California’s $20 Minimum Wage: A Lesson in Economic Reality
Author: Gary Isbell
Length:• 3 mins
Annotated by Scott
California’s $20 Minimum Wage: A Lesson in Economic Reality
When California Governor Gavin Newsom signed his $20 minimum wage mandate for fast-food workers, he described it as a “win-win-win” scenario. The reality reads more like a cautionary tale about what happens when woke politics intersects with reality.
The FAST Recovery Act, implemented in 2023, was intended to be Newsom’s crowning triple achievement, designed to benefit workers, businesses and customers simultaneously. Instead, it has delivered such disastrous effects that even the most ardent socialist might think twice about implementing it.
Since the law was enacted, nearly 20,000 fast-food jobs have disappeared from California. Two Pizza Hut franchisees alone cut over 1,200 delivery roles. Entire chains, such as Mod Pizza and Foster’s Freeze, have simply closed up shop and left the Golden State.
For those fortunate enough to keep their jobs, the “victory” feels empty. The average non-tipped worker has seen their hours cut by 250 annually, resulting in about $4,000 in lost income.
The Automation Acceleration
Predictably, businesses have turned to the employees who never ask for raises or get sick: robots. Self-service kiosks now fill the spaces where human workers once stood. Indeed, when the government artificially inflates labor costs, the market seeks cheaper alternatives.

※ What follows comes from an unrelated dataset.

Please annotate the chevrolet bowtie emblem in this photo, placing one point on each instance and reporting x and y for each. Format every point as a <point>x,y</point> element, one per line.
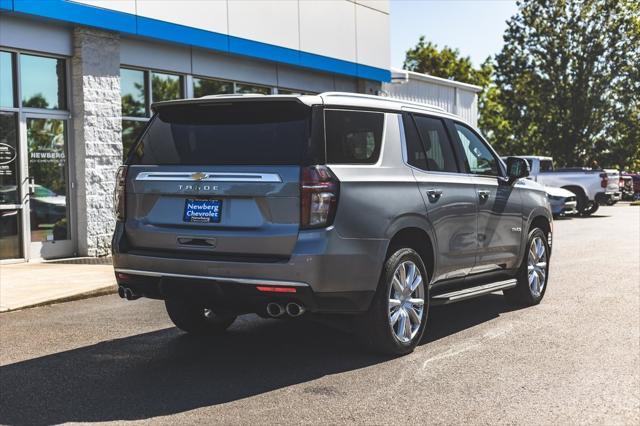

Meanwhile, consumers—the policy’s supposed beneficiaries—are bearing the costs. Literally, fast-food prices in California increased by over 13 percent after April 2024, nearly doubling the national average. Families already struggling with inflation now face even higher bills for fast food meals. Now, a Whopper at Burger King can cost a whopping $17.97 in San Francisco!
The Fundamental Flaw
Increasing fast food wages does not make sense. Such entry-level jobs were never designed to support mortgages or families. They are stepping stones—opportunities for students, recent immigrants, and others who need part-time work. They also serve as entry points for inexperienced workers to gain experience and develop skills. When government mandates transform these positions into artificially expensive propositions, they simply disappear or become automated.
The market has an intelligent way of determining wages based on multiple factors that measure the value an employee contributes. A teenager learning to operate a fryer does not suddenly become more valuable just because a politician signs a mandate for higher wages. The work remains the same; only the cost has changed.
Small Business Casualties
Large corporations can better withstand these shocks, automate their processes, and pass on the costs to consumers. Small franchise owners—the backbone of American entrepreneurship—lack this flexibility. They face a tough choice: cut staff or shut down entirely. Many have opted to shut down, taking their dreams and local jobs with them.
The American Cornerstone Institute points out that applying uniform wage mandates across a state as diverse as California overlooks fundamental geographic and market realities. What works in San Francisco’s financial district does not necessarily work in Fresno’s suburbs.
The Emperor’s New Economics
Newsom’s defenders cite a University of California—Berkeley study claiming the law resulted in minimal job losses and only modest price increases. However, this analysis conveniently overlooks the widespread closures, layoffs and reduced hours now visible across the state. It is similar to the story about the statistician who drowned in a river because it only had an average depth of three feet!
The Broader Warning
This California experiment offers a sobering preview of what happens when egalitarian socialist ideals collide with economic reality. No amount of political rhetoric can repeal the fundamental truth that artificially inflating wages destroys the very jobs policymakers feign to protect. This disaster repeats itself every time socialist politicians mandate unreasonable minimum wages.
Perhaps it is time to let businesses determine what their employees are worth, rather than having politicians play with other people’s livelihoods.